Do you need Income Protection Cover?

Do you need Income Protection CoverDo you need Income Protection Cover

Yes, would be the answer.

Most South Africans who insure themselves against disability do so with capital, or lump sum, policies. However, these policies have their shortfalls, especially if you become disabled at a relatively young age. Income protection policies, on the other hand, pay you a regular monthly income for the rest of your working life.

Your biggest asset is not your house or your retirement savings but your future earnings. Your income stream over your working life supports you and your defendants, and you save part of it to provide an income in retirement. The loss of that income stream through disability will therefore have a major impact on you, and you need to protect yourself against its loss.
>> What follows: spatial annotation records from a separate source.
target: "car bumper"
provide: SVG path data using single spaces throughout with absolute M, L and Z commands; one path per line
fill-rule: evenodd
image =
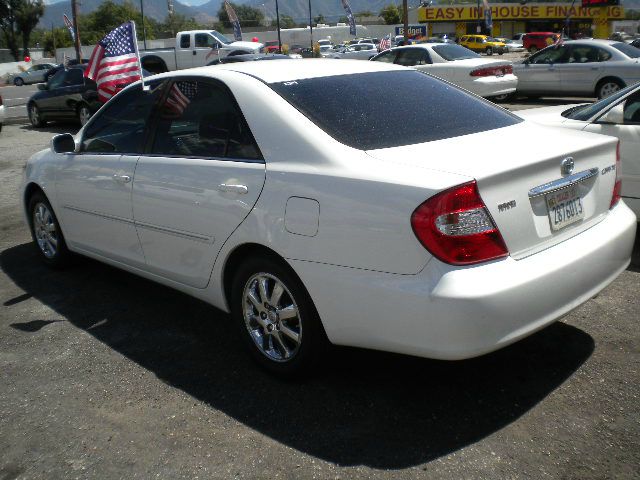
M 417 275 L 290 260 L 329 339 L 444 360 L 509 345 L 589 300 L 630 262 L 636 217 L 624 203 L 575 237 L 530 257 Z
M 494 97 L 513 93 L 517 86 L 518 77 L 510 74 L 502 77 L 479 77 L 472 80 L 466 88 L 481 97 Z

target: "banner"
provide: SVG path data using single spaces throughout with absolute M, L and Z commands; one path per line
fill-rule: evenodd
M 342 0 L 342 6 L 344 7 L 344 11 L 347 13 L 347 18 L 349 19 L 349 33 L 356 36 L 356 20 L 353 18 L 353 12 L 351 11 L 351 6 L 349 5 L 349 0 Z
M 233 9 L 231 4 L 224 0 L 224 9 L 227 11 L 227 15 L 229 16 L 229 21 L 231 25 L 233 25 L 233 38 L 237 42 L 242 41 L 242 30 L 240 29 L 240 20 L 238 19 L 238 15 L 236 15 L 236 11 Z
M 71 40 L 73 40 L 75 42 L 76 41 L 76 34 L 73 31 L 73 23 L 71 23 L 71 20 L 69 20 L 69 17 L 67 17 L 66 13 L 62 15 L 62 20 L 64 20 L 64 24 L 69 29 L 69 34 L 71 35 Z

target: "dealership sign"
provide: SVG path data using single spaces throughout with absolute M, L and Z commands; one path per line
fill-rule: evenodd
M 622 7 L 585 8 L 570 3 L 491 4 L 491 18 L 494 22 L 496 20 L 538 20 L 567 17 L 592 19 L 603 17 L 601 10 L 605 8 L 606 18 L 624 19 L 624 9 Z M 484 18 L 482 7 L 478 9 L 477 7 L 452 5 L 450 7 L 422 7 L 418 10 L 418 21 L 421 23 L 478 20 L 479 18 Z

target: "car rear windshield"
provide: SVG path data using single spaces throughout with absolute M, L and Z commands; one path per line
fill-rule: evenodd
M 433 48 L 434 52 L 448 61 L 464 60 L 466 58 L 476 58 L 480 56 L 477 53 L 472 52 L 468 48 L 464 48 L 460 45 L 455 44 L 436 45 L 431 48 Z
M 628 43 L 619 42 L 611 45 L 616 50 L 624 53 L 627 57 L 640 58 L 640 48 L 636 48 Z
M 309 78 L 270 87 L 337 141 L 361 150 L 431 142 L 522 121 L 415 70 Z

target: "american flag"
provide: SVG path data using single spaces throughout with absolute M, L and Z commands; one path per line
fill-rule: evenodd
M 133 22 L 109 32 L 93 49 L 84 76 L 98 85 L 98 98 L 106 102 L 125 85 L 140 80 L 140 62 Z
M 165 100 L 165 106 L 172 114 L 182 115 L 187 105 L 198 94 L 198 85 L 193 81 L 176 82 Z
M 391 48 L 391 35 L 387 33 L 382 40 L 380 40 L 380 45 L 378 46 L 381 52 L 385 50 L 389 50 Z

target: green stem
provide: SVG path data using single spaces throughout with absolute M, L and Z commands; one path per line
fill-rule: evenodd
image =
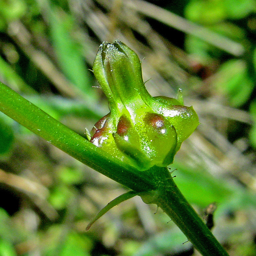
M 159 178 L 166 182 L 159 183 L 158 206 L 204 256 L 228 256 L 177 187 L 168 170 L 163 169 L 161 174 L 161 177 Z
M 145 173 L 142 177 L 136 169 L 106 154 L 1 82 L 0 111 L 80 162 L 133 190 L 155 189 L 150 175 Z
M 108 155 L 0 82 L 0 111 L 80 162 L 137 192 L 148 192 L 203 256 L 227 255 L 166 168 L 140 171 Z M 149 195 L 150 192 L 145 193 Z M 141 193 L 141 194 L 143 193 Z

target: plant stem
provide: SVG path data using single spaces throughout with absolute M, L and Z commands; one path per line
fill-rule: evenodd
M 95 170 L 140 192 L 155 189 L 151 175 L 111 156 L 0 82 L 0 111 Z
M 228 256 L 177 187 L 166 168 L 159 177 L 157 204 L 204 256 Z M 164 180 L 165 182 L 162 182 Z
M 1 82 L 0 111 L 99 172 L 135 192 L 145 192 L 152 203 L 157 204 L 171 217 L 203 256 L 228 255 L 177 187 L 167 168 L 155 166 L 141 171 L 125 164 Z M 152 194 L 156 194 L 155 198 L 150 198 L 152 191 L 155 191 Z

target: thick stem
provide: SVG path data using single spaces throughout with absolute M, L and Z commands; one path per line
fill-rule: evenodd
M 106 154 L 0 82 L 0 111 L 99 172 L 137 192 L 155 189 L 148 175 Z
M 176 187 L 166 168 L 155 166 L 140 171 L 125 164 L 1 82 L 0 111 L 81 162 L 131 189 L 154 191 L 148 194 L 150 201 L 162 208 L 204 256 L 228 255 Z
M 158 190 L 157 205 L 180 228 L 204 256 L 228 256 L 227 252 L 185 198 L 169 171 L 163 176 Z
If you are relatively young, you may think that you do not need this kind of protection, because the chances of your becoming disabled are low. Although this may be so, you should not forget that anyone at any age can become a victim of an accident or crime, and that at a younger age you have many more years of your working life ahead of you, and more earnings to lose, than a person who is closer to retirement.

Take a professional who embarks on his or her career at the age of 21 and who is forced to stop working at 30 because of a long-term disability, such as paraplegia.

If the professional had no disability cover, he or she would be forced to draw on his or her retirement savings. Even if the professional had saved 10 to 15 percent of his or her earnings for the nine years of employment, those savings would not last more than a year if that person maintained his or her standard of living, and less than five years at a reduced standard of living.

Despite the risks of not having an income in future, only six percent of South Africans have insurance against loss of earnings, according to a statistic released by Absa Financial Services earlier this year.

Most South Africans insure themselves against disability with capital disability policies (which pay out a lump sum if you are disabled, instead of an ongoing income). This is because these policies are generally cheaper than those that provide a monthly income.

Income protection policies are typically more expensive, because they provide you with an income for the rest of your working life (typically to age 60, 65 or 70), regardless of how old you are when you are disabled. The life assurance company takes the risk of paying you an income for the period for which you will require it. With capital, or lump sum, disability products, the life assurer must pay out only the sum for which you are assured.